Mylapore Fine Arts Club awarded me "Sangeetha Kala Nipuna" in the year M.S.Amma passed away. While the sabha awarded me, I was painfully conscious of the fact that Amma was bang next door in Isabel Hospital(ICU) fighting for life. I thought of the irony of how close she was, yet so far! The very next day, her demise was announced and I was literally shattered! I rushed to see her body. There was a huge gathering and wading my way through the crowd I placed the garland on her. She looked calm, peaceful and divine. Her karma was over, her music had burnt any remnants of karma and she had gone back to where she belonged- to the astral plane of celestial beings. While I was doing the 'pradakshinam' around her body, Sri Atma stopped me midway to tell me, "She was extremely fond of you". As someone tuned to cosmic messages, I felt it was M.S.Amma who was expressing herself through Sri Atma. I felt comforted. My concert in Mylapore Fine Arts came a week after her funeral and I played all of M.S hits in my concert, dedicating the concert to her memory. I also instituted an annual price for music competition winners in the name of Smt. M.S.Subbulakshmi in MFAC.

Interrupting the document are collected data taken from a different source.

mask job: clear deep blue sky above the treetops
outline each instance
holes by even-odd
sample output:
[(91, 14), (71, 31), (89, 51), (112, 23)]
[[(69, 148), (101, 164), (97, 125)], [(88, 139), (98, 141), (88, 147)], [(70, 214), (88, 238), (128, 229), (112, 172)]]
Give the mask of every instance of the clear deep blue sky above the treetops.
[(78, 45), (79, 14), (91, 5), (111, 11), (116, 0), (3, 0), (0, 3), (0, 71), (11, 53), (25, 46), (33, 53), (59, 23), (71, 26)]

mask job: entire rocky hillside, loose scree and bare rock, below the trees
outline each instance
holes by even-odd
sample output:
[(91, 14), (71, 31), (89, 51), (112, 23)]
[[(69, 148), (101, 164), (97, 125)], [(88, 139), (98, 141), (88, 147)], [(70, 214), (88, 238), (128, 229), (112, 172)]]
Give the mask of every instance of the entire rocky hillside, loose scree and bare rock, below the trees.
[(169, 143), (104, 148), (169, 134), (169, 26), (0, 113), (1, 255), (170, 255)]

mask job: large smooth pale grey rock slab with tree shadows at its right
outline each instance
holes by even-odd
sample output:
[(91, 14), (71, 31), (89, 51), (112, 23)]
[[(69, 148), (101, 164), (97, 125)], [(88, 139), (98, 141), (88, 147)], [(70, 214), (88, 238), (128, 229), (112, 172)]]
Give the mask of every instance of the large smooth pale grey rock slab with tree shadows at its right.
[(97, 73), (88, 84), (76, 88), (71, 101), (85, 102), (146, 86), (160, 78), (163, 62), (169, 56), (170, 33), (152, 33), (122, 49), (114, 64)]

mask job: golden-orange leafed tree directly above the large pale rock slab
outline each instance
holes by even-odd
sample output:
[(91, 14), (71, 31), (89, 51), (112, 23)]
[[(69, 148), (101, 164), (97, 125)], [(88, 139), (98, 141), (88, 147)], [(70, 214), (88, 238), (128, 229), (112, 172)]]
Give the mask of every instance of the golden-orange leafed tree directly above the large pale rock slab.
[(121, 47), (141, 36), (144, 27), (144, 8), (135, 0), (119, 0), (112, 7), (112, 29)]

In the following year, I dreamt of something fantastic! In my dream, I was listening to Smt. Raji Gopalakrishnan's performance (she is one of the artistes whose music I admire)and the venue was Hamsadhwani. Somebody was holding my hand and I turned to see that it was Amma who was holding my hand, sitting next to me. She smiled at me and told me, "I like Raji's singing so much, that is why I came." In the morning I woke up feeling happy about my dream and wondering if there was something significant in Amma figuring in my dream. I discovered that it was Bharani Nakshtram (Amma's star) that day! I was stunned at the significance of my dream!Drinking my morning cup of coffee, I wafted through the Hindu. To my astonishment, Raji Gopalakrishnan's name was in the entertainment column, announcing her concert that evening in Hamsadhwani in the memory of Smt. M.S.Subbulakshmi!!!!!!!!!!!It was not only Bharani Nakshatram that day, the same Raji Gopalakrishnan was performing in the same venue, Hamsadhwani and the subject was "M.S.Hits"!I was flabbergasted and immediately placed a call to Smt. Raji to share my dream with her. I also called Sri.Atma and late Sri Ramachandran, secretary of Hamsadhwani to share about my dream!
On every Bharani Nakshtram day, I think of her mentally seeking her blessings.